UNITED STATES SECURITIES AND EXCHANGE COMMISSION
                             WASHINGTON, D.C. 20549


                                    FORM 8-K


                                 CURRENT REPORT

                     PURSUANT TO SECTION 13 OR 15(d) OF THE
                         SECURITIES EXCHANGE ACT OF 1934



                DATE OF REPORT (DATE OF EARLIEST EVENT REPORTED)
                          JUNE 5, 2002 (MAY 28, 2002)



                           OMNI ENERGY SERVICES CORP.
             (Exact name of registrant as specified in its charter)



                                                           
          LOUISIANA                       0-23383                    72-1395273
(State or other jurisdiction      (Commission File Number)        (I.R.S. Employer
      of incorporation)                                          Identification No.)



                              4500 NE INTERSTATE 49
                            CARENCRO, LOUISIANA 70520
               (Address of principal executive offices) (Zip Code)

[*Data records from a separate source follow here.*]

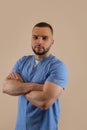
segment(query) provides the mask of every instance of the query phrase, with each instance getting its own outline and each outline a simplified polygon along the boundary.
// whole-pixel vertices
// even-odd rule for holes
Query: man
[[[59,97],[66,87],[65,64],[51,54],[53,28],[40,22],[32,29],[32,50],[6,77],[3,92],[19,96],[15,130],[58,130]]]

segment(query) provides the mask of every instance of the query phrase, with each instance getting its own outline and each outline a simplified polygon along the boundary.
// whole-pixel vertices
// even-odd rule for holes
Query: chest
[[[25,82],[44,83],[50,74],[50,64],[38,63],[36,66],[27,64],[22,67],[21,75]]]

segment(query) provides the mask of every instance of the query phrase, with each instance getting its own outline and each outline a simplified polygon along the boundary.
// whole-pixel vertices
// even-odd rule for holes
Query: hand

                                 (337) 896-6664
              (Registrant's telephone number, including area code)

                                 NOT APPLICABLE
          (Former name or former address, if changed since last report)






ITEM 5.  OTHER EVENTS.

         On May 28, 2002, the Company received a Nasdaq Staff Determination
indicating that the Company failed to comply with the minimum bid price
requirement for continued listing set forth in Nasdaq Marketplace Rule
4450(a)(5). Therefore, its securities are subject to delisting from the Nasdaq
National Market. The Company has requested a hearing before the Nasdaq Listing
Qualifications Panel to review the Staff Determination. The Company will present
evidence at the hearing to regain compliance with the minimum bid price
requirement, which includes seeking stockholder approval for a reverse stock
split. However, there can be no assurance that the Panel will grant the
Company's request for continued listing. The Company has been advised by Nasdaq
that pending completion of the appeal process, its stock will continue to be
listed on the Nasdaq National Market.


ITEM 7.  FINANCIAL STATEMENTS AND EXHIBITS

(c)      Exhibits

         99.1     Press Release dated June 3, 2002.





                                   SIGNATURES

         Pursuant to the requirements of the Securities Exchange Act of 1934,
the registrant has duly caused this report to be signed on its behalf by the
undersigned hereunto duly authorized.


                                           OMNI ENERGY SERVICES CORP.


                                           By: /s/ Burton T. Zaunbrecher
                                              ----------------------------------
                                               Burton T. Zaunbrecher
                                               Chief Operating Officer

Date:  June 5, 2002
     -----------------------------------






                                 EXHIBIT INDEX




Exhibit No.                       Description
- -----------                       -----------
                   
   99.1               Press Release dated June 3, 2002.